Overview

Polyaxon provides a simple process for spawning and managing Jupyter notebooks, Tensorboard, RStudio, and other services. Oftentimes, users will start a Tensorboard session or notebook server that requests GPU resources and will forget stopping the service.

As an admin you can create, or even enforce a timeout mechanism, on these type of services using a preset. Polyaxon supports two types of timeout mechanisms:

  1. Absolute timeout: Services are terminated after a fixed duration regardless of activity
  2. Idle-based culling: Services are terminated after being inactive/idle for a specified period

Defining an absolute timeout preset

Defining an absolute timeout preset is straightforward in Polyaxon:

termination:
  timeout: 86400 # 24 hours

By saving this preset as services-timeout-24, users can automatically clean their sessions after 24 hours:

polyaxon run ... --presets=services-timeout-24

You can also use the preset directly on the component or operation definition:

kind: operation
presets: [services-timeout-24]
...

Defining an idle-based culling preset

For services that may run for long periods but are only actively used occasionally (like Jupyter notebooks), you can configure idle-based culling to automatically stop services when they are not being actively used:

termination:
  culling:
    timeout: 3600  # 1 hour of idle time
  probe:
    http:
      path: "/api/status"
      port: 8888

This configuration will stop the service after 1 hour of inactivity. The probe section defines how to check for activity:

HTTP Activity Probe

For Jupyter notebooks and JupyterLab:

termination:
  culling:
    timeout: 3600  # Stop after 1 hour idle
  probe:
    http:
      path: "/api/status"  # Jupyter API endpoint
      port: 8888           # Default Jupyter port

Exec Activity Probe

For custom services or other applications, you can use an exec probe:

termination:
  culling:
    timeout: 7200  # Stop after 2 hours idle
  probe:
    exec:
      command: ["bash", "-c", "check-activity.sh"]

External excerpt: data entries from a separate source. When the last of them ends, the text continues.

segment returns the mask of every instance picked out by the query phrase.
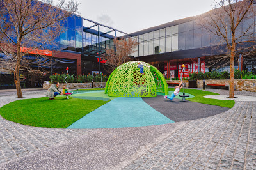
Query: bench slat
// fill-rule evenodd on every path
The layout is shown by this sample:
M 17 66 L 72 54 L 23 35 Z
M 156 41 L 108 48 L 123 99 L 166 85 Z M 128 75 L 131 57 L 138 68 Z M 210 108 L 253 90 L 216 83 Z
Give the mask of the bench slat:
M 221 86 L 221 87 L 225 87 L 225 84 L 207 84 L 206 86 Z

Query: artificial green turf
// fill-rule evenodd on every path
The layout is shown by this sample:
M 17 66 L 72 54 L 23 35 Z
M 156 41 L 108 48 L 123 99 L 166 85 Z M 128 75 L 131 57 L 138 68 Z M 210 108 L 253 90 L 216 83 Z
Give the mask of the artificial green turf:
M 169 90 L 174 90 L 173 88 L 169 88 Z M 235 101 L 234 100 L 217 100 L 217 99 L 211 99 L 203 97 L 206 95 L 219 95 L 216 93 L 203 91 L 203 90 L 198 90 L 198 89 L 186 89 L 185 88 L 185 93 L 188 93 L 191 94 L 195 96 L 194 98 L 188 98 L 187 100 L 195 102 L 205 104 L 214 105 L 221 107 L 225 107 L 228 108 L 232 108 L 234 105 L 235 104 Z
M 67 128 L 108 102 L 66 97 L 19 100 L 0 108 L 5 119 L 40 127 Z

The command should return:

  • Exit code 0 if there was activity in the last check period
  • Exit code 1 if there was no activity

Combining absolute timeout and culling

You can combine both timeout mechanisms. The service will be stopped when either condition is met (whichever happens first):

termination:
  timeout: 86400   # Absolute: stop after 24 hours regardless of activity
  culling:
    timeout: 3600  # Idle: stop after 1 hour of inactivity
  probe:
    http:
      path: "/api/status"
      port: 8888

Example presets

Jupyter Notebook with 1-hour idle timeout

termination:
  culling:
    timeout: 3600
  probe:
    http:
      path: "/api/status"
      port: 8888

Save as preset: jupyter-idle-1h

Jupyter Notebook with 4-hour idle timeout and 24-hour absolute timeout

termination:
  timeout: 86400
  culling:
    timeout: 14400
  probe:
    http:
      path: "/api/status"
      port: 8888

Save as preset: jupyter-idle-4h-max-24h